Дом Айса, если можно назвать домом покосившуюся лачугу, располагался на отшибе, метрах в ста от поселка. Рядом с этой «хижиной дяди Тома» темнело приземистое каменное строение, из трубы которого валил черный маслянистый дым. Вонял он не просто жутко, а невыносимо. Я поспешно прикрыла нос рукой, краем глаза заметив легкую усмешку оборотня.
— Что это? — промычала я, тыкая пальцем в источник амбре.
— Кузня, — лаконично ответил Айс. — Сабира желает осмотреть?
Это уже попахивало издевательством.
— Обязательно осмотрю, — я с усилием оторвала ладонь от носа, и заставила себя вдохнуть. — Но попозже.
Оборотень пожал плечами и неспешно направился к поселку. Я засеменила следом, проклиная себя за проявленную минуту назад принципиальность: воспоминание о чудной прогулке по равнине все еще было свежим. И если в первый раз мне удалось избежать серьезного обморожения и воспаления легких, то сейчас представился шанс наверстать и то, и другое.
Поселок оказался точно таким же, как и в том странном видении: кучка притулившихся друг к другу лачуг и вросшие в лед кузни. Обилия народу не наблюдалось. Один раз я успела заметить в промежутке между домов чью-то тень, но она тут же исчезла.
— А где... — я запнулась и проглотила уже готовое сорваться с языка «люди». — Где все?
— Работают, — Айс удивленно пожал плечами, словно был вынужден объяснять ребенку, почему нельзя играть со спичками.
— Понятно, — пришлось кивнуть.
— Здесь живет старейшина, — оборотень указал на одну из лачуг, на мой взгляд, ничем не отличавшуюся от остальных. — Сабира хочет осмотреть?

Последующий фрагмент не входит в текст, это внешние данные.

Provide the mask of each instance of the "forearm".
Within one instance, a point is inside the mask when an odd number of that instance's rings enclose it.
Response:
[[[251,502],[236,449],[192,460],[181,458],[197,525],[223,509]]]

— Угу, — честно говоря, сабира уже ничего не хотела осматривать, она просто хотела обратно под теплую шестилапую шкуру. В компанию бутерброда и чашки чего-нибудь горяченького. Но Айс уже распихнул дверь, пропуская меня внутрь.

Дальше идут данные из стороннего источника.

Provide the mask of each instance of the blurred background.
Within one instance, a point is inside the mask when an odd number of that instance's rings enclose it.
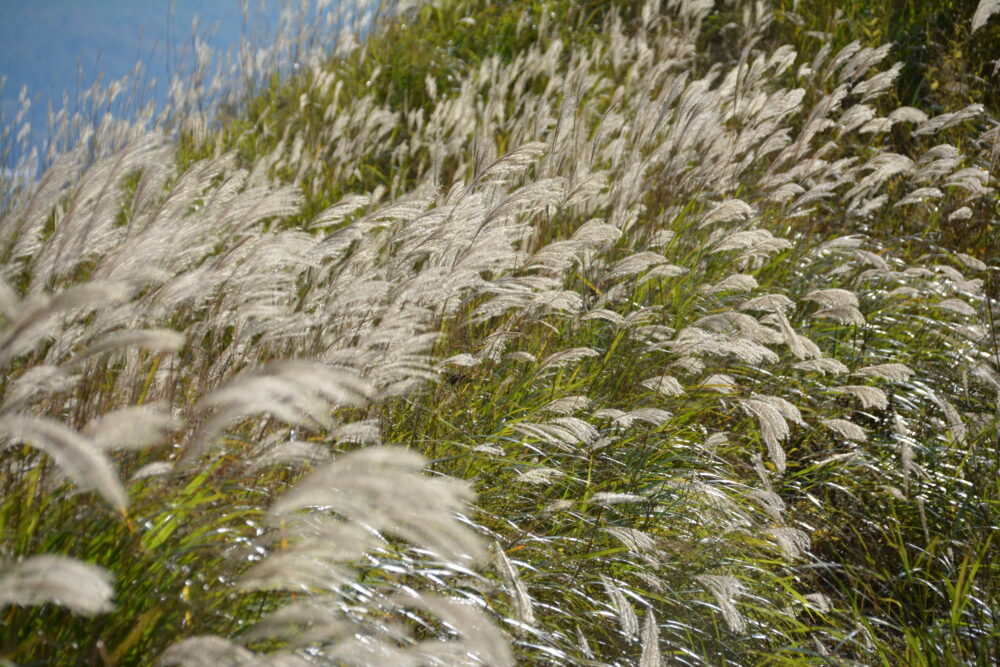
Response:
[[[277,29],[278,0],[0,0],[0,114],[9,123],[27,86],[30,141],[40,146],[47,109],[70,109],[77,93],[100,77],[128,74],[141,60],[143,95],[157,106],[171,73],[193,62],[198,34],[216,54],[238,48],[240,38],[265,39]],[[257,42],[259,43],[259,42]],[[216,59],[218,59],[218,55]],[[153,84],[155,80],[155,85]]]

Отличительной чертой дома старейшины являлось только одно: наличие печки в сенях. Никакого обещанного «попросторней» не было.
Стоило мне войти в тесную комнатку-клеть, как здоровенный мужик, до этого сидевший за столом и тщательно водивший стилом по вощеной дощечке, тут же оказался на полу в той самой осточертевшей до колик четверенькообразной позе.
— Безмерно счастлив приветствовать сабиру...
В дальнейшее я уже не вслушивалась. В отличие от Aйca этот завел приветственную речь аж на целых полторы минуты. Сразу видно — главный. Старейшине можно было дать лет сорок, и комплекцию он имел поистине богатырскую. Косая сажень в плечах, во всяком случае, присутствовала.
— Да я, в общем-то, просто проведать зашла... Шли мимо... Вроде как положено со старейшиной поздороваться... Дай, думаю, проведаю, — мое косноязычие превзошло все мыслимые границы. Что говорить и куда деть руки, я решительно не знала. Одно ясно было точно — в этом доме я стопроцентно жить не буду: на новые объяснения, на тему «почему передо мной не надо ползать на четвереньках» — моего рассудка уже не хватит.